If I might interject my ha'pence-worth into the discussion :


> NEW _should_ mean triaged for all matters. That it is not called the more

This is where, in my experience with LO-QA, developer expectations and
QA/user actions do not always coincide. Some developers ask for full
backtrace with symbols before even deigning to sniff at a bug report. It
would be useful methinks to have some kind of consensus here, at least
from the developers, with a view to how that would impact the number of
bug reports that would then necessarily remain in the UNCONFIRMED
setting if we were to take such a demanding point of view.






> NEW          | devs                      | fix the bug
> ASSIGNED     | whoever is in assigned to | fix the bug [1]
> REOPENED     | devs                      | fix the bug [2]

I would take issue with the premise that only a dev can re-open the bug
report, simply because this almost never happens today.

At present, BZ allows normal bug reporters to re-open a report, which, I
would agree, probably isn't the ideal situation, however, if the
reporter is the only one to test the fix other than the developer and it
doesn't solve the issue as initially reported then what else is that
person supposed to do ? In quite a few instances, QA is simply not
around or unaware to be even able to test the fix and provide separate
confirmation/denial that the fix has solved the issue (unless they are
one and the same person). Such a narrow approach also relies on the fact
that the bug report is based on a specific code path fix, whereas the
problematic behaviour reported might actually be dependent on several
code execution sequences that form the whole behaviour.
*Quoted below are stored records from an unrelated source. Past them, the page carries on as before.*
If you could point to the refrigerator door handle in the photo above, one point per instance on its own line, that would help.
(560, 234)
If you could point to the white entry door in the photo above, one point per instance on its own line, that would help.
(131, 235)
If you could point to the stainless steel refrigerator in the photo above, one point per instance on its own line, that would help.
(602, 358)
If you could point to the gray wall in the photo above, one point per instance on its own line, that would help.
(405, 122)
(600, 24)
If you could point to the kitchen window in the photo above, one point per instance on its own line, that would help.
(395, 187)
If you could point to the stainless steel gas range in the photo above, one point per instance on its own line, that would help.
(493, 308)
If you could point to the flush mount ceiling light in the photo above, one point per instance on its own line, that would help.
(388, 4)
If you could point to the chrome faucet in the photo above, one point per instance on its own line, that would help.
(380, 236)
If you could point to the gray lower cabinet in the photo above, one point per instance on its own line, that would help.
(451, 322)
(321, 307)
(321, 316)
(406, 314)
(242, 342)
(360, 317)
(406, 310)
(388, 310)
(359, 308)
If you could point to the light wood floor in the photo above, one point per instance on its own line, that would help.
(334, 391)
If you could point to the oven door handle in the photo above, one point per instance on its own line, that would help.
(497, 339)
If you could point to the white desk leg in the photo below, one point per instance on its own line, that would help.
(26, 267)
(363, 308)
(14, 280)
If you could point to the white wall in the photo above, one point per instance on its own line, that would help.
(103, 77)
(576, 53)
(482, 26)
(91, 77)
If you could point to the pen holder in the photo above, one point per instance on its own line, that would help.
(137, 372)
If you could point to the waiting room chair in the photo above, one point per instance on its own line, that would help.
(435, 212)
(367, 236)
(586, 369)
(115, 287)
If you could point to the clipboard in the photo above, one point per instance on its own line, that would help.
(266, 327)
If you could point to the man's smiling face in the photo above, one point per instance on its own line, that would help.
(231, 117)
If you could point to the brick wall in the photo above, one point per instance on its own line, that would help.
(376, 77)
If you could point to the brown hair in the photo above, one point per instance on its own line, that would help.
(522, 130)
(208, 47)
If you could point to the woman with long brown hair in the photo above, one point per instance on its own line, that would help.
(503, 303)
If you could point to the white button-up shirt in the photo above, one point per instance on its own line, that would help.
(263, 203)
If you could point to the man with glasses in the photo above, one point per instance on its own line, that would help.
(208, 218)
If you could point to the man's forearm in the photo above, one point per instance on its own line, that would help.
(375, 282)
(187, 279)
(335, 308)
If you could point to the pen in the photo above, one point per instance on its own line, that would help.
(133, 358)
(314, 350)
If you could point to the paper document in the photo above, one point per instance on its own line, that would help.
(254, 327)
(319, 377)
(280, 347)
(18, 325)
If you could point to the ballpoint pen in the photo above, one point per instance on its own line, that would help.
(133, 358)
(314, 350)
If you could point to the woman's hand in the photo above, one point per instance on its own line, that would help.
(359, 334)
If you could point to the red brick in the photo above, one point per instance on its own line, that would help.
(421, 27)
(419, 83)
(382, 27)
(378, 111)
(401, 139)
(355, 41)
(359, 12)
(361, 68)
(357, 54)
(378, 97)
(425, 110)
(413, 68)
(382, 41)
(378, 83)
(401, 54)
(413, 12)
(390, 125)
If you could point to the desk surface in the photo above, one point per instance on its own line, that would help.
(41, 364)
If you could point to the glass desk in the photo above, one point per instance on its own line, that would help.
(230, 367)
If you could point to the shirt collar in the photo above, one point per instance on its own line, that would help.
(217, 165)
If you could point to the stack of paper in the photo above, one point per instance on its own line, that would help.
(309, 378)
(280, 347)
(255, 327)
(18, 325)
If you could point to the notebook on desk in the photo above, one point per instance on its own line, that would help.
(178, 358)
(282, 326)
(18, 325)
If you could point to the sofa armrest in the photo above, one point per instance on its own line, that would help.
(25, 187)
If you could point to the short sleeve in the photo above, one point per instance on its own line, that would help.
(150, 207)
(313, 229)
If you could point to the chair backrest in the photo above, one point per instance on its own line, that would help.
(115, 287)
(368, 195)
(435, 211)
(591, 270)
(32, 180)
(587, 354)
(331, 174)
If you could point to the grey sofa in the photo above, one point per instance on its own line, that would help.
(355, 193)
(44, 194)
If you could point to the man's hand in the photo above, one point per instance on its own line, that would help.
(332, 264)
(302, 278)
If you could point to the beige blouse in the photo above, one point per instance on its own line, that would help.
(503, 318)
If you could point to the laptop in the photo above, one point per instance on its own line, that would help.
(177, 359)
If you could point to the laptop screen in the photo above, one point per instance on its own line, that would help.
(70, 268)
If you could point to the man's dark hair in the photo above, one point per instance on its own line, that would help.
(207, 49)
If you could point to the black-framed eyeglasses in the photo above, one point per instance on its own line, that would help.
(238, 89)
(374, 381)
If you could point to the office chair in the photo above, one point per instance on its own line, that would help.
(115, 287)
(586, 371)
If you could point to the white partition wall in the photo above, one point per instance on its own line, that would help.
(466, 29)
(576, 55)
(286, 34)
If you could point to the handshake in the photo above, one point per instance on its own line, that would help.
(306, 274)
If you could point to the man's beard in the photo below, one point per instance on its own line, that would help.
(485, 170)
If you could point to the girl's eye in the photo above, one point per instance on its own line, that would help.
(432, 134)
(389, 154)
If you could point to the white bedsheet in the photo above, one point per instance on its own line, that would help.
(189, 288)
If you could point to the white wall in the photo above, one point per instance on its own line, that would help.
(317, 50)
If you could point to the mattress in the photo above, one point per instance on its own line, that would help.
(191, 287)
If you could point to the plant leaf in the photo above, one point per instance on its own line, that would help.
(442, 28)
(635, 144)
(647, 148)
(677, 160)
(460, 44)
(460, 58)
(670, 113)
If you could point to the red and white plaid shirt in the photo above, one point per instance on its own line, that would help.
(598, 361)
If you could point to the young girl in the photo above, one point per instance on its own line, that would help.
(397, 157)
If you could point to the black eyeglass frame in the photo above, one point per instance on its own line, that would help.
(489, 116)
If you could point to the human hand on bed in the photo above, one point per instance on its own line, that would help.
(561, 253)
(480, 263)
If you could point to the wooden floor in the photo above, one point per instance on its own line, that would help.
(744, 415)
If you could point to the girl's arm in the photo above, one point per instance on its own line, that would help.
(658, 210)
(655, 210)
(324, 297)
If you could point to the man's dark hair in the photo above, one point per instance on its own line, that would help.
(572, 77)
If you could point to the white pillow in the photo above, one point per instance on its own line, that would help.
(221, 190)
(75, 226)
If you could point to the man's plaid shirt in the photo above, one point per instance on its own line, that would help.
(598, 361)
An example (since it gives an idea of the mismatch in expectations) is
the extensions manager under OSX, where users have not been able to add
or update their extensions for quite a while now. The users expect to be
able to just update their existing extensions, irrespective of whether
it be by double-clicking on an OXT, or using the built-in dialog in the
manager. The fact that only one of these has been fixed is irrelevant to
them, in their eyes, "it still doesn't work" as all the other
possibilities are denied them. The fix is at best "partial".

>From a developer point of view, the above situation involves several
code execution paths, and the solution is to address each one
independently. However, that is clearly not how a user understands the
situation. How would one then set such a bug ? Is it fixed, or
unconfirmed, or new, or re-opened or needinfo ? I can understand that
fixing the behaviour of the Add button is not the same as fixing the
behaviour of the Update button, but we need then to be able to convey
this to our users. I get the feeling that here we will end up with a
"you can't fool all of the people half of the time situation" with an
additional layer of fog thrown in to confuse the issue of communication
to the public, which can only serve to be detrimental long term.